Harness And Saddle Shop Insurance Policy Information
Harness And Saddle Shop Insurance. Harness and saddle shops are dedicated to selling high-quality tack - equipment for horses that includes harnesses, saddles, stirrups, bridles, cinches, blankets, reins, breastplates, and all related gear required for equestrian sports, horse care, and grooming.
Harness shops sell harnesses, saddles, tack, and related goods for grooming, riding, and showing horses. Some offer other leather riding apparel, such as boots or jackets, non-leather riding apparel, novelties, and accessories.
Most will provide repair services; some offer custom design and manufacture of leather goods on premises. Some stores offer delivery services for larger items.
Others sponsor competitions or special events. The store may be independent or part of a regional or national chain that sells athletic goods online as well as in stores.

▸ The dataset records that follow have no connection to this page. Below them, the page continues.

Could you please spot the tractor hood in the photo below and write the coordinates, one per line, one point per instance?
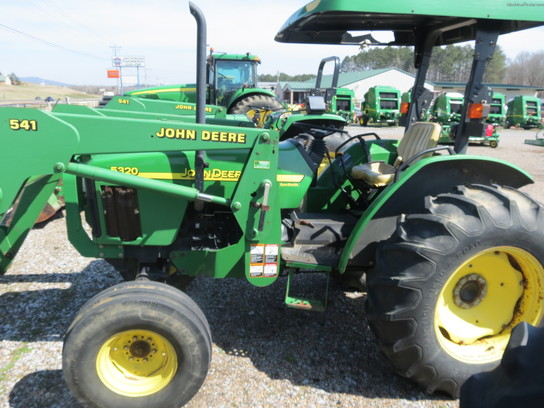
(335, 21)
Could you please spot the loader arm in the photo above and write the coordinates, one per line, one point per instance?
(57, 143)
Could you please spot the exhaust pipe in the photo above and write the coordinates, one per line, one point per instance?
(200, 155)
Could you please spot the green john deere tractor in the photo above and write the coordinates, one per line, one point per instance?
(497, 111)
(232, 83)
(343, 104)
(525, 112)
(447, 109)
(451, 251)
(381, 105)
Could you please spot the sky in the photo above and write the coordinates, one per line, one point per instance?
(72, 41)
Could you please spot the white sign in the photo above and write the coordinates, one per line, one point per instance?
(130, 80)
(128, 61)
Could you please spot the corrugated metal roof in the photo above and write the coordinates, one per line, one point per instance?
(345, 78)
(462, 84)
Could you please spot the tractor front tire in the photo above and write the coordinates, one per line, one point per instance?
(251, 102)
(135, 346)
(450, 284)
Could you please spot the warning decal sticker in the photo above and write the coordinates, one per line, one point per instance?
(264, 261)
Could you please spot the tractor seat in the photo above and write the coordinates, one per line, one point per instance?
(420, 136)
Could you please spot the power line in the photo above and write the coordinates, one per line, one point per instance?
(49, 43)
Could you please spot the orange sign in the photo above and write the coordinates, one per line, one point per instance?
(113, 73)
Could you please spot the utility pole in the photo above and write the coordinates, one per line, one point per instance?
(114, 49)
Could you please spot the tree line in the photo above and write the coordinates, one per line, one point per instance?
(451, 63)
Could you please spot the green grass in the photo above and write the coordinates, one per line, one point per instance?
(15, 357)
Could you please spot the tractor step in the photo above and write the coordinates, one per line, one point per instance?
(301, 301)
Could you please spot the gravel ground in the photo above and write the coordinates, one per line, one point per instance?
(264, 355)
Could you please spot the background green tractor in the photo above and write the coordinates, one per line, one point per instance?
(497, 112)
(451, 251)
(447, 109)
(381, 105)
(232, 83)
(524, 111)
(343, 104)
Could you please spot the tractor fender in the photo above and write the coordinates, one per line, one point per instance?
(427, 177)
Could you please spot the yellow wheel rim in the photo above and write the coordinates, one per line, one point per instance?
(484, 299)
(136, 363)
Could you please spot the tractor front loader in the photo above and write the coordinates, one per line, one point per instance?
(452, 253)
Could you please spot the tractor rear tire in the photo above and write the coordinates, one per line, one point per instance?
(450, 284)
(246, 104)
(137, 347)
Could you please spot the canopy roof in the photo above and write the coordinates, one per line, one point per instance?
(333, 21)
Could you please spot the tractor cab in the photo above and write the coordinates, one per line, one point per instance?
(229, 73)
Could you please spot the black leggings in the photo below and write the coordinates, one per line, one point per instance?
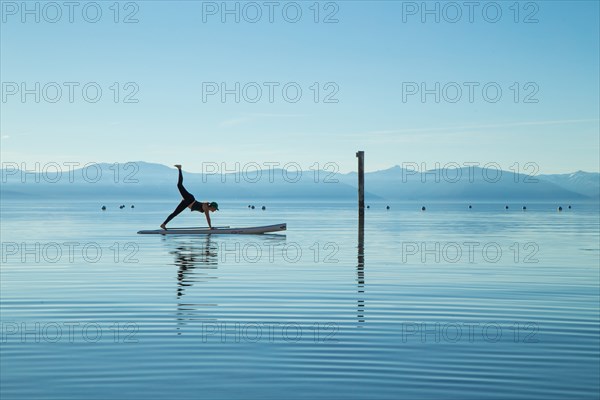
(188, 199)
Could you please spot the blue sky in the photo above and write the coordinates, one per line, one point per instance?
(369, 58)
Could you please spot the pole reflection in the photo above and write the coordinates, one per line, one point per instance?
(360, 269)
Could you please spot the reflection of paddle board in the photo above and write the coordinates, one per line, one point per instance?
(216, 231)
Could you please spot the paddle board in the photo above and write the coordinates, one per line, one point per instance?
(216, 231)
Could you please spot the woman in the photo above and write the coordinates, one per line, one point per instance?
(190, 202)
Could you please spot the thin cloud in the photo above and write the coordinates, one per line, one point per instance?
(488, 126)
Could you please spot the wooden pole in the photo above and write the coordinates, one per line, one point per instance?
(361, 182)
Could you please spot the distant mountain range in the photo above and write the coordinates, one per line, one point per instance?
(138, 180)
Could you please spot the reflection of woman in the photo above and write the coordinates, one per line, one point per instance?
(190, 202)
(188, 257)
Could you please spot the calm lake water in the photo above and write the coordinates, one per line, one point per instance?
(447, 303)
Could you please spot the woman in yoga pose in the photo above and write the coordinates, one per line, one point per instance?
(190, 202)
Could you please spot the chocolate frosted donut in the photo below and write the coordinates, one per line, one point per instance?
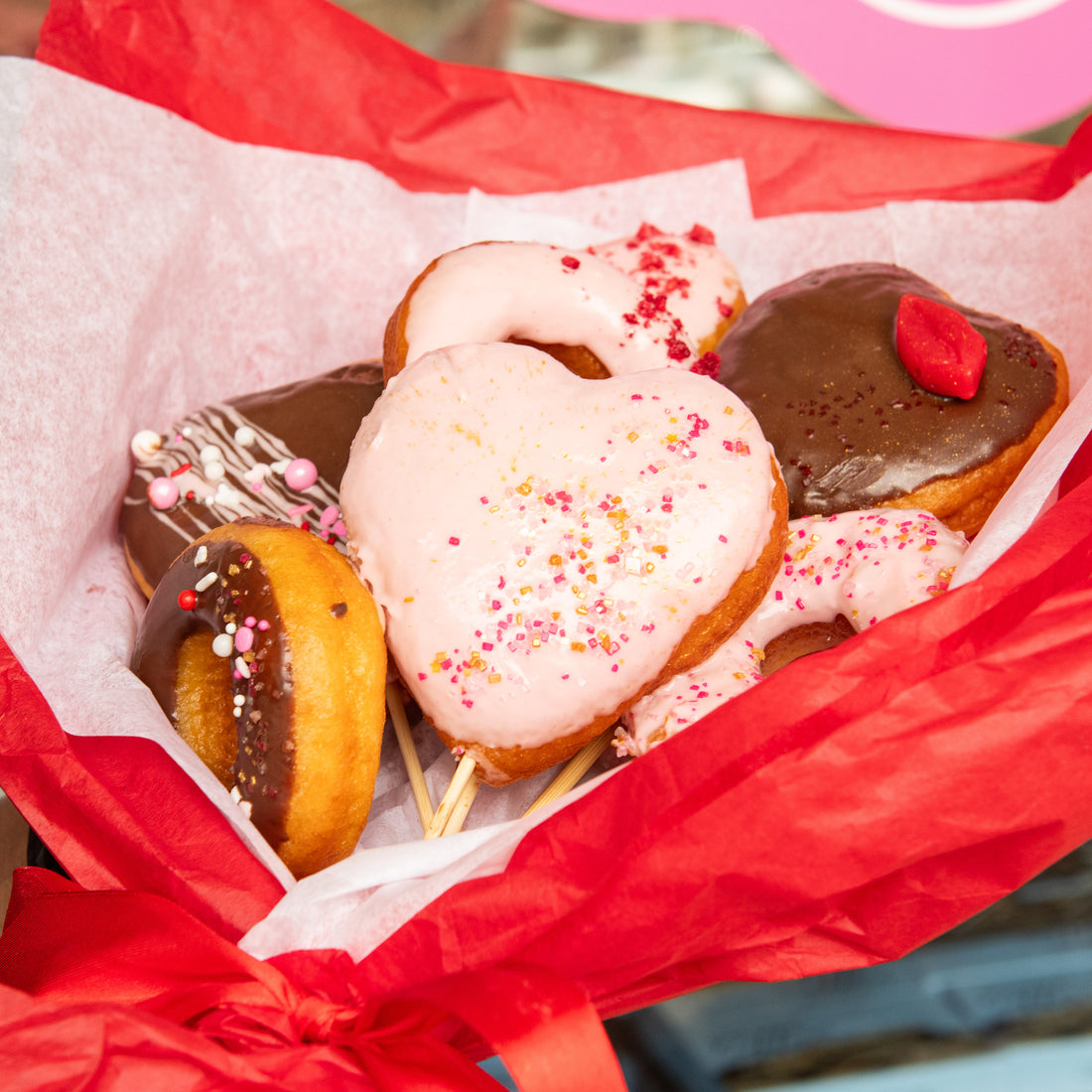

As such, harness and saddle shops help those people who keep domesticated horses as a hobby and for sport meet many of their animals' daily needs, and perform a much-needed role within their communities.
The owners and managers of harness and saddle shops will go to great lengths to maintain and grow their businesses.
Even the most proactive steps to protect your store - such as only working with the best manufacturers, installing security systems, and strictly following health and safety protocols - cannot guarantee that your saddle shop will never fall victim to unforeseen circumstances, however.
That is why harness and saddle shops also require a comprehensive insurance plan. What kinds of harness and saddle shop insurance are needed? This brief guide provides a handy overview.
Harness and saddle shop insurance protects your store from lawsuits with rates as low as $37/mo. Get a fast quote and your certificate of insurance now.
Below are some answers to commonly asked harness and saddle store insurance questions:
- What Is Harness And Saddle Shop Insurance?
- How Much Does Harness And Saddle Shop Insurance Cost?
- Why Do Harness And Saddle Shops Need Insurance?
- What Type Of Insurance Do Harness And Saddle Shops Need?
- What Does Harness And Saddle Shop Insurance Cover & Pay For?
What Is Harness And Saddle Shop Insurance?
Harness and saddle shop insurance is a specialized insurance policy designed for businesses that sell and repair saddles, harnesses, and other equestrian equipment. It provides coverage for losses or damages to the shop, its inventory, equipment, and other assets, as well as liability coverage for accidents that may occur on the premises or during delivery. It also provides coverage for theft, fire, and other perils, as well as loss of business income in the event of a covered loss. This type of insurance is essential for harness and saddle shops to protect against financial losses and to ensure the continuity of their business operations.
How Much Does Harness And Saddle Shop Insurance Cost?
The average price of a standard $1,000,000/$2,000,000 General Liability Insurance policy for harness and saddle stores ranges from $37 to $59 per month based on location, size, revenue, claims history and more.
Why Do Harness And Saddle Shops Need Insurance?
Harness and saddle shops operate in the shadow of a wide range of hazards. They face the same risks that are common to all commercial ventures, as well as some risks unique to their own field.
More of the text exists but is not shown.